Combata la cultura de la falsa urgencia.
Los vientos en contra de la falsa urgencia pueden ser intensos, pero también fomentan una cultura reactiva, si todo es urgente, hay pocas oportunidades para un trabajo creativo y profundo, que tiende a florecer sólo cuando hay tiempo y espacio.
¿Parece que todo es un simulacro de incendio en tu equipo
de trabajo? La falsa urgencia no conduce a un progreso significativo, puede
dañar involuntariamente la moral, el bienestar y el desempeño de su equipo.
Reconozca las señales de la urgencia. ¿Su equipo está en
un estado crónico de reactividad? ¿Su equipo sólo tienen tiempo para hacer
“trabajo real” por las tardes o los fines de semana? Trate de identificar la
fuente de esta urgencia.
Priorice las actividades, ayude a su equipo a separar las
tareas que realmente son urgentes de las que pueden esperar. Restar trabajo y
suspender proyectos de bajo riesgo es la mejor manera de aumentar la
productividad en el trabajo que realmente importa.

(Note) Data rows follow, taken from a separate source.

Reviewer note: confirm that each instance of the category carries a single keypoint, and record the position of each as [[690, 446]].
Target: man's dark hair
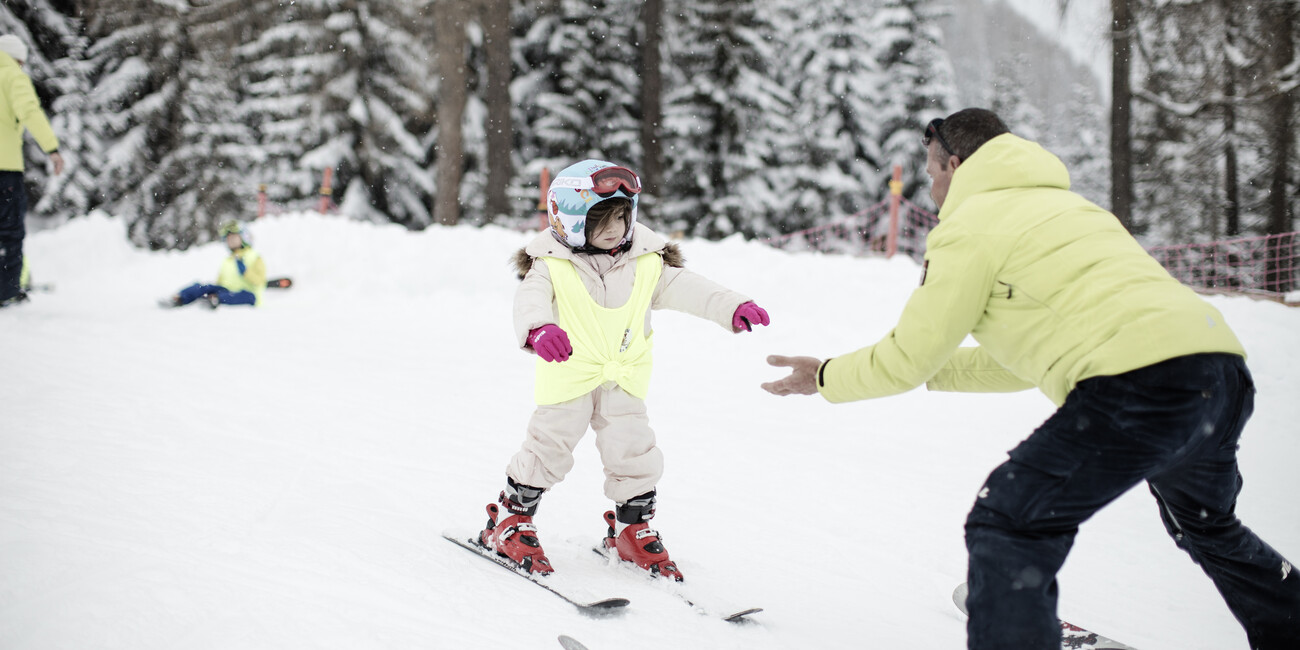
[[969, 129]]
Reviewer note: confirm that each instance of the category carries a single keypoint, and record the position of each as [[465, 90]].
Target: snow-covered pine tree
[[199, 177], [388, 65], [55, 46], [583, 94], [727, 120], [345, 85], [1013, 104], [134, 109], [832, 74], [1177, 148], [1083, 144], [918, 86]]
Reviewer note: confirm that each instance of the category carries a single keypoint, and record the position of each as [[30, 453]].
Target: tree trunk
[[651, 96], [1231, 199], [450, 34], [1279, 111], [1121, 113], [501, 130]]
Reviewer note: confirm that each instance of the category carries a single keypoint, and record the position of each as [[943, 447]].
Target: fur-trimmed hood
[[642, 241]]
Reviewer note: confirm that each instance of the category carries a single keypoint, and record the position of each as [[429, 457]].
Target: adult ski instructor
[[20, 109], [1149, 382]]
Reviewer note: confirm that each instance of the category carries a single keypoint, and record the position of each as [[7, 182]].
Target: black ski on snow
[[571, 644], [1073, 637], [596, 607], [675, 589]]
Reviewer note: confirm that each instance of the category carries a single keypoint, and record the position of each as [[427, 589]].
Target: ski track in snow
[[280, 477]]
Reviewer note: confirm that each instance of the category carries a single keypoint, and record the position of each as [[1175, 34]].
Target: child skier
[[241, 280], [588, 285]]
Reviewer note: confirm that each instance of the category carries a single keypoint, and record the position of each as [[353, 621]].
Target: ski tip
[[568, 642], [740, 616], [603, 607], [960, 597]]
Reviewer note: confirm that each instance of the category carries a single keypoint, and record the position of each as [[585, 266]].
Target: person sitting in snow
[[241, 280], [583, 306]]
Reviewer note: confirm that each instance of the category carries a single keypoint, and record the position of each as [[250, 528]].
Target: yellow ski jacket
[[1051, 286], [252, 278], [20, 108]]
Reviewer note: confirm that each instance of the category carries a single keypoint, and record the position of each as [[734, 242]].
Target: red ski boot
[[515, 537], [641, 546]]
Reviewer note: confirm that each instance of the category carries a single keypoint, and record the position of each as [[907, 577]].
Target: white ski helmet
[[580, 186]]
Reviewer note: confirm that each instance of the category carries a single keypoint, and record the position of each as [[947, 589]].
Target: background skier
[[20, 109], [241, 280]]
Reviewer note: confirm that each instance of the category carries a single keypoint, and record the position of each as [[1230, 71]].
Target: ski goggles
[[614, 178], [932, 131]]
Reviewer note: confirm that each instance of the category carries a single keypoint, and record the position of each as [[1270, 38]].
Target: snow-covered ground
[[280, 477]]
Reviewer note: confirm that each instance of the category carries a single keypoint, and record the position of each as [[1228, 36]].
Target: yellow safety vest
[[609, 345], [229, 276]]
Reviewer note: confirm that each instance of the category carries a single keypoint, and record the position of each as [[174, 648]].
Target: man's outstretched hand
[[802, 380]]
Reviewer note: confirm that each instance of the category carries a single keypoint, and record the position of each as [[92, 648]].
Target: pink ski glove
[[550, 342], [748, 315]]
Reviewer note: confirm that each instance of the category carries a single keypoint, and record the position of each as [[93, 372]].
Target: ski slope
[[280, 477]]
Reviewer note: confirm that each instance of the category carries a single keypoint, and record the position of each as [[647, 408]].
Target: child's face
[[610, 234]]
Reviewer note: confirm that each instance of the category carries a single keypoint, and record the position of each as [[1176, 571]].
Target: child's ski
[[571, 644], [677, 589], [1073, 637], [593, 607]]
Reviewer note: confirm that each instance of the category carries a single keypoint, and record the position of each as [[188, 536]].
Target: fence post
[[326, 190], [895, 199], [542, 212]]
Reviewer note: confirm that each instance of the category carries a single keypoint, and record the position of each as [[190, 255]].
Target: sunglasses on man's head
[[932, 131]]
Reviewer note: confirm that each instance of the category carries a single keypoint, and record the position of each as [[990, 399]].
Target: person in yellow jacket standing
[[241, 280], [20, 111], [583, 306], [1149, 381]]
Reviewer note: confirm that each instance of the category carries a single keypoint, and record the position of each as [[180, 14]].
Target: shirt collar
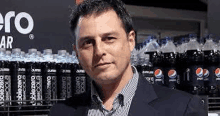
[[124, 96]]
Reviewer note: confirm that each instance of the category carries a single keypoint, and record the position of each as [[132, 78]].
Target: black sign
[[36, 24]]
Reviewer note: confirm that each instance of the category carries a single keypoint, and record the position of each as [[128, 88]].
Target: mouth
[[101, 64]]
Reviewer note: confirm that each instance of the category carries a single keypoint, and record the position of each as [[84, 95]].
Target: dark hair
[[89, 7]]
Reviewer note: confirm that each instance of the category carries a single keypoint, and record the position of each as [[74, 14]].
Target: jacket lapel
[[143, 96]]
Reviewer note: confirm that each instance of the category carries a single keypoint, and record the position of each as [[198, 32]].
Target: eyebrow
[[110, 33], [102, 35]]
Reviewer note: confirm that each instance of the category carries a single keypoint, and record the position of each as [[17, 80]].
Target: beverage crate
[[26, 110]]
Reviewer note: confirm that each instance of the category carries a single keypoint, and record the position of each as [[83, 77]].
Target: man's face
[[103, 47]]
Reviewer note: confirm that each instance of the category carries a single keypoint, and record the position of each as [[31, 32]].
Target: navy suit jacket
[[149, 100]]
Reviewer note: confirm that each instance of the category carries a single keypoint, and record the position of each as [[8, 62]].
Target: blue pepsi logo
[[199, 72], [217, 72], [158, 73], [205, 73], [172, 74]]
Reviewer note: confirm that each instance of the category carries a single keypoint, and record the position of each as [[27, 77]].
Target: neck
[[110, 91]]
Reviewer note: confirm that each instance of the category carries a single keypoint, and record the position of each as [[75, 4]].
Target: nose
[[99, 49]]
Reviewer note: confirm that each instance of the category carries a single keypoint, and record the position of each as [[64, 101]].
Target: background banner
[[40, 24]]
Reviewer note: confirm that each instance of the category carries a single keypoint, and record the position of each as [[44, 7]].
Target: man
[[104, 39]]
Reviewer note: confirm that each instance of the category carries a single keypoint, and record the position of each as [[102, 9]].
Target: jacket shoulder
[[70, 107]]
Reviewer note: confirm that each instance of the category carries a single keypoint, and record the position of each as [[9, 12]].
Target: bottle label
[[206, 74], [80, 84], [2, 90], [217, 72], [69, 87], [172, 74], [199, 73], [158, 73], [51, 87], [48, 94], [8, 87], [150, 79], [33, 91], [19, 93], [54, 87], [63, 93]]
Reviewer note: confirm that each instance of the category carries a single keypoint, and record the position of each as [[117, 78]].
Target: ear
[[131, 39]]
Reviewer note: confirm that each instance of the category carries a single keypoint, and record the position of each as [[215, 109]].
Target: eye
[[87, 43], [110, 39]]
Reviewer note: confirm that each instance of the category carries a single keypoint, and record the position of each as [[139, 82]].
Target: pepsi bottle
[[153, 50], [81, 81], [210, 71], [49, 78], [194, 71], [34, 79], [61, 77], [5, 80], [18, 76], [171, 75]]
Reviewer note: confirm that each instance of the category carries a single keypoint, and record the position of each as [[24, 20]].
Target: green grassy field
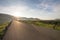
[[42, 24], [2, 28]]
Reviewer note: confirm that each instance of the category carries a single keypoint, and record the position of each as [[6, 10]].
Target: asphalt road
[[23, 31]]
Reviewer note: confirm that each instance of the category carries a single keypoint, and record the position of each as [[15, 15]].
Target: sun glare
[[16, 14]]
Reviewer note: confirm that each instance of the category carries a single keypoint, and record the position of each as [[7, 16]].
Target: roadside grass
[[2, 28], [41, 24]]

Fomente una verdadera cultura de urgencia a su equipo, la
afluencia de solicitudes que recibimos en el trabajo puede resultar abrumadora,
algunas pueden ser realmente urgentes, pero la mayoría de las tareas pueden
esperar, si los miembros de su equipo están haciendo malabarismos con muchas
solicitudes externas, bríndeles pautas claras sobre cuáles acomodar las
actividades y capacítelos para cuestionar solicitudes que tienen plazos poco
realistas o que quedan fuera del alcance del equipo.